Jaspe nunca fora no colo de ninguém, mas jogou-se nos braços do médico. Jade e Rúbio se entreolharam, incrédulos.
— Por que mesmo a senhora não consegue mais amamentá-la? – quis saber enquanto brincava com Jaspe.
— Porque ela estava mordendo e tirando sangue. Não suportei mais. – respondeu com pesar como se cometera o pior dos crimes; mas olhando-o fixamente.
— Então, vejamos: não dá para mamar no peito porque sangra e mamadeira de leite ela não quer. – pôs-se a pensar, batendo o dedo indicador na mesa. – Só tem uma solução. – tipo “Eureka!” –. A senhora fará mamadeira com o seu leite misturado a seu sangue. 30% de sangue, para começar. – sorriu, olhando para os pais atônitos, como se tivesse receitado algo corriqueiro, e afagava a bochecha de Jaspe, que parecia sorrir também.
— O senhor está maluco! – Rúbio levantou-se da cadeira. – Dê-me minha filha. Vamos denunciá-lo no CRM! – Vamos querida.

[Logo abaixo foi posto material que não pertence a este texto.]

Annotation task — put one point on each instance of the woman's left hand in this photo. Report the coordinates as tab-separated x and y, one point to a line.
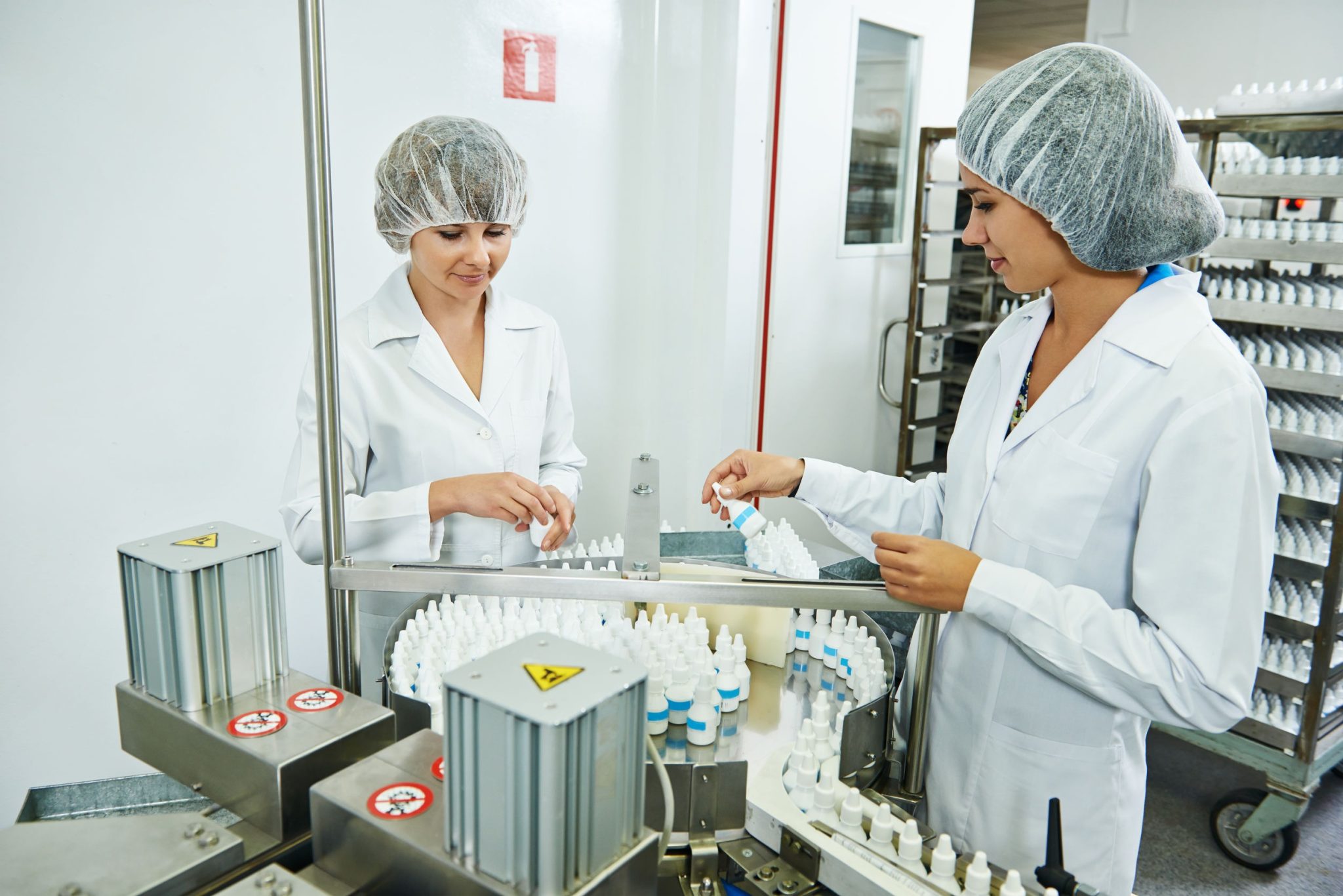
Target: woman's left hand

Jade por instantes permaneceu sentada, como se a esperar por outras instruções. Mas, acompanhou Rúbio assim que ele a tocou.
— Tchau, filha. – ouviram o médico dizer.
— O que o senhor disse?! – cobrou Rúbio, transtornado.
— Tchau, Zafira. Não é este o nome dela? – disfarçou, sarcástico.
— Não! – saiu bufando.
Foram direto na recepção.
— Na sala 6 tem um médico maluco. Me dá o nome dele que vamos registrar uma reclamação. – Rúbio procurava uma caneta sobre o balcão.
— Meus senhores, deve haver um equívoco. A sala 6 está fechada, em reforma. Não pode haver médico lá. – argumentou a supervisora, sem entender nada.
— Como não! Acabamos de sair de lá. Vamos lá ver para você não ficar encobrindo o desleixo do médico. – Rúbio a fez acompanhá-lo.
Subiram. Rúbio foi na frente e quando quis abrir a porta... Trancada.
— Como assim! Acabamos de sair daqui. Vocês viram o médico que saiu daqui? – perguntou aos que esperavam pelo atendimento. Negaram.
— Não... não havia ninguém. – olhou para Jade, derrotado. – Vamos embora daqui.
Foi só chegar em casa que Jaspe começou a chorar. O esgoelar só aumentava, para o desespero dos pais. Sentada no sofá, com a cabeça entre as pernas, Jade tomou uma decisão.
— Vou fazer aquela mamadeira para ela...
— Você está maluca?! – Rúbio tentou segurá-la.
— Você tem alguma ideia melhor?! – gritou, livrando-se.
Não. Não havia uma ideia melhor.
— Rúbio... Rúbio! – gritou da cozinha.
Encontrou-a quase que desfalecida, sentada numa cadeira, apoiada na pia.
— Dê...isso...para ela. – estendeu-lhe a mão ensanguentada.
— Meu Deus. Você ficou maluca. – mesmo assim pegou a mamadeira.
Jaspe parou de berrar e abriu um sorriso de canto de boca sarcástico, com a expressão de quem conseguira o que queria. Tomou da mão de Rúbio e ficou quieta na cadeira de bebê, mamando e olhando para o pai.
“Meu Deus. Essa criança não é normal. Tá tudo muito estranho. Parece uma história de terror.” – olhou para a cozinha e lembrou-se de Jade.
— Jade! Como você está? – ajudou-a a se recuperar. – O que está acontecendo?! – sentou-se à mesa apoiando os cotovelos, amparando a cabeça que parecia querer explodir. – Essa criança só tem três meses, mas parece que entende tudo. Você vê as caras que ela faz? Dá medo. Ela tomou a mamadeira da minha mão e ficou lá me olhando como se eu fosse a próxima vítima do seu apetite. E aquele médico? Ela foi com ele como se já o conhecesse. E ele sumiu! – já quase chorava.
Ela foi afagar os cabelos dele e confortá-lo.
— Só sei que é com aquele homem que sonho desde que estava grávida. Foi ele quem mandou dar o nome de Jaspe. Você não imagina o susto que tomei ao vê-lo naquela sala, real, em carne e osso. – abraçada a Rúbio, duvidou da veracidade da expressão “real, em carne e osso”.
De repente, Jaspe apareceu na porta da cozinha, exibindo a mamadeira...e os dentes.
— É, mamãe. Parece que a medida de sangue não foi o bastante.
Quando a polícia chegou na casa, a cozinha estava da cor do rubi.